David Malouf, Remembering Babylon, 1993

David Malouf, Remembering Babylon, 1993, Readings

Remembering Babylon is one of David Malouf’s most celebrated novels. It has scooped up numerous literary prizes, including the inaugural international Dublin Literary Award, the Commonwealth Writers’ Prize, and the Christina Stead Prize for Fiction. It was also shortlisted for the Booker Prize and the Miles Franklin Award.

The novel opens with an extraordinary encounter between three children from an early white settler community and the dishevelled figure of Gemmy, who appears at a fence that is both literally and metaphorically at the boundary between two worlds. Gemmy is a confounding ‘in-between creature’ who, in the eyes of the adult settlers, is not quite white nor black and not quite human. In his luminous prose, Malouf employs Gemmy’s liminality to explore the deep anxieties of racism and the settlers’ experience of exile in an unfamiliar landscape.
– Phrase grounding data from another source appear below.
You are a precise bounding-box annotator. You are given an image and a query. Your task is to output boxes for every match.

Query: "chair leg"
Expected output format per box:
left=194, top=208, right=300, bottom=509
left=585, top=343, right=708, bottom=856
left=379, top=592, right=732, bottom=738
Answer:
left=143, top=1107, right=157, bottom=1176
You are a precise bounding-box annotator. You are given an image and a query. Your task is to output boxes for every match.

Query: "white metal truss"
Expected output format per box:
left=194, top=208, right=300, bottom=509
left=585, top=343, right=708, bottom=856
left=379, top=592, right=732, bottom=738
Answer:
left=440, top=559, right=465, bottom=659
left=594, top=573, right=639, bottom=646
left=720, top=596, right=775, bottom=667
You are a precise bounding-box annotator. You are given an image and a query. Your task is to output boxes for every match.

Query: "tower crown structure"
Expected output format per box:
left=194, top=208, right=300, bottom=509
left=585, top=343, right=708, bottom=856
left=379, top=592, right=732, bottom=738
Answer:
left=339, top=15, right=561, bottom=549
Like Dostoevsky’s figure of the epileptic ‘idiot’, Gemmy appears to the settlers as a simpleton, but to very different effect. Gemmy may be illiterate but he can read the settlers and the landscape, which he learned from the original inhabitants to the north, beyond the swamp and the ti-tree forest. These inhabitants are rarely seen but their presence and belongingness is palpable.

Yet Gemmy has his own struggle too. Between his appearance and disappearance, Malouf provides more than a glimpse of our shared human and more-than-human nature.

The masterclass will explore the themes of liminality, the anxieties of racism, belonging (and not belonging) to landscape and to nature, the relationship between inner and outer nature, and the sources of the self that go beyond language.

Professor Robyn Eckersley

Robyn Eckersley is Redmond Barry Distinguished Professor in Political Science in the School of Social and Political Sciences and a Fellow of the Academy of the Social Sciences in Australia.  She has published widely in the fields of environmental political theory and ethics, environmental justice, climate change politics and governance and international relations.  Her book The Green State: Rethinking Democracy and Sovereignty (2004) won a Melbourne Woodward Medal in 2005 and was runner up in the International Studies Association’s Harold and Margaret Sprout Award for 2005 for the best book on international environmental studies. Her other books include Environmentalism and Political Theory (1992), The State and the Global Ecological Crisis (2005, co-edited with John Barry); Political Theory and the Ecological Challenge (2006); Special Responsibilities: Global Problems and American Power (2012, co-author with five others); Globalization and the Environment (2013, co-authored with Peter Christoff) and The Oxford Handbook of International Political Theory (2018, co-edited with Chris Brown).